Mais ne paniquez pas, amis issus des années 70 qui dormez encore avec vos vieilles VHS de chez René Chateau ou Scherzo : je ne retourne pas ma veste et ai toujours le bis dans la peau, le fantastique gravé en lettre capitale sur le coeur et l’horreur en train de ramper quelque-part dans le ciboulot.

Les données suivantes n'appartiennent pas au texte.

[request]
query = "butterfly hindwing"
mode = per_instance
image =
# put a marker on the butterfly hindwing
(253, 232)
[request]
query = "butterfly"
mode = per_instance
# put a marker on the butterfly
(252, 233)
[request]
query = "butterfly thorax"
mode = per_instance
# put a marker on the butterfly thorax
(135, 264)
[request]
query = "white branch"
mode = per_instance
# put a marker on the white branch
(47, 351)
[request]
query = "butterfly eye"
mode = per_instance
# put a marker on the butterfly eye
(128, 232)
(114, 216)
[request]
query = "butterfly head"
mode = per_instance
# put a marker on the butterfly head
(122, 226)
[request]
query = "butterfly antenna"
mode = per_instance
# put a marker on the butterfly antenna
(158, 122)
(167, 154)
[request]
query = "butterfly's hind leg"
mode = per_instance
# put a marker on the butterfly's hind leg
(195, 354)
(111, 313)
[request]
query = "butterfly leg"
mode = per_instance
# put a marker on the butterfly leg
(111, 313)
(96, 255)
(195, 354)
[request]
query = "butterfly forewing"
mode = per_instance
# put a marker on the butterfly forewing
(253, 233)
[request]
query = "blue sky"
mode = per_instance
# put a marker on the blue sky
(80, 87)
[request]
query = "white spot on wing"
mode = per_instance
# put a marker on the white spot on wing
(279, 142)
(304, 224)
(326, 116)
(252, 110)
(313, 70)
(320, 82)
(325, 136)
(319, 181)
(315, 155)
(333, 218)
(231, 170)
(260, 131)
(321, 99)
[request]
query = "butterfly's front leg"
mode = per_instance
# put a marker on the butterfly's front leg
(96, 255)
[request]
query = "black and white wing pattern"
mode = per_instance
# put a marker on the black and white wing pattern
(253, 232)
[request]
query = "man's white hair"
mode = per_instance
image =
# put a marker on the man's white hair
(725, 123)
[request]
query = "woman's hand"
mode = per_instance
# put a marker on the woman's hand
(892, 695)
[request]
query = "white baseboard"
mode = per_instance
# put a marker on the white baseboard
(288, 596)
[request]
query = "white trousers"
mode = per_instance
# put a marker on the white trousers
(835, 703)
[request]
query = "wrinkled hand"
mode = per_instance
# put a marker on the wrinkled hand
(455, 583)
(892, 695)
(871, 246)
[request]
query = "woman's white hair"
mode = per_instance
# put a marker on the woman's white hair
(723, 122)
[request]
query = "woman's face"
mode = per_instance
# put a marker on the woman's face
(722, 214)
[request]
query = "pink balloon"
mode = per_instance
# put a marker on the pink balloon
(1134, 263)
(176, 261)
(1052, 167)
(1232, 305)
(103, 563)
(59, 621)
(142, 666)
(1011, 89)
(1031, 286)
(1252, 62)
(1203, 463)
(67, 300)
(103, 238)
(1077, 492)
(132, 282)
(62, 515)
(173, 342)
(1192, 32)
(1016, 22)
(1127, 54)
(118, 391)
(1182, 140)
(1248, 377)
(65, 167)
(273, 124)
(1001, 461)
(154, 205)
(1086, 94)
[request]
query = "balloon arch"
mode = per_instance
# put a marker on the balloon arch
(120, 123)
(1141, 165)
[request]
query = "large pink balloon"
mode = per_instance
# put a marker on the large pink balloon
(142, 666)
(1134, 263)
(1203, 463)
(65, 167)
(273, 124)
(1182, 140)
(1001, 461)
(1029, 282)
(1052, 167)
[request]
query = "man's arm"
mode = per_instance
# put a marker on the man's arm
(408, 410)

Et si peu de nouveautés se sont glissées jusqu’à mon antre, j’ai tout de même pris un pied monstre – c’est le cas de le dire – devant un bon gros paquet de pelloches dont Bernard Henry Levi ignore l’existence : Blood Freak et son dindon mutant, le meilleur de Jess Franco que forme Les Expériences Erotiques de Frankenstein, le finalement pas hypé pour rien It Follows, l’encore meilleure The Autopsy of Jane Doe, l’absolument parfait Werewolf in a women’s prison, un The Alien Factor qui fait toujours battre mon petit palpitant, les excellents brûlots de Pete Walker (Frightmare, Flagellations et surtout Mortelles Confessions), ce modèle de débrouillardise qu’est The Barn, le culte Meurtres à la Saint Valentin qui prend une nouvelle dimension et gagne des points une fois vu en version uncut (merci encore, Pascal!), l’incroyable Island of Death, le dingo The Urge to Kill, le poussiéreux mais si séduisant Le Masque d’Or et son Fu Manchu plus sardonique que jamais, la belle surprise Happy Birthdead, le simiesque et brutal Night of the Bloody Apes, le très Z et totalement raté (mais génial, entendons-nous bien) A Night to Dismember, L’Île des Morts-Vivants et son Bruno Mattei copieur mais bon élève tout de même, le top de Troma que reste Terror Firmer, la trilogie aux viscères fumantes Plaga Zombie qui m’a réconcilié avec les zomblards, ce modèle de Série B qu’est The Halfway House ou encore le metal movie par excellence qu’est Trick or Treat. Yep, la plupart ne date pas d’hier, et quelques rides sont visibles ça et là, mais les meilleures années ciné sont celles où l’on navigue entre la maison de retraite et le bac à sable, nous rendant compte que les deux ont toujours des choses à offrir.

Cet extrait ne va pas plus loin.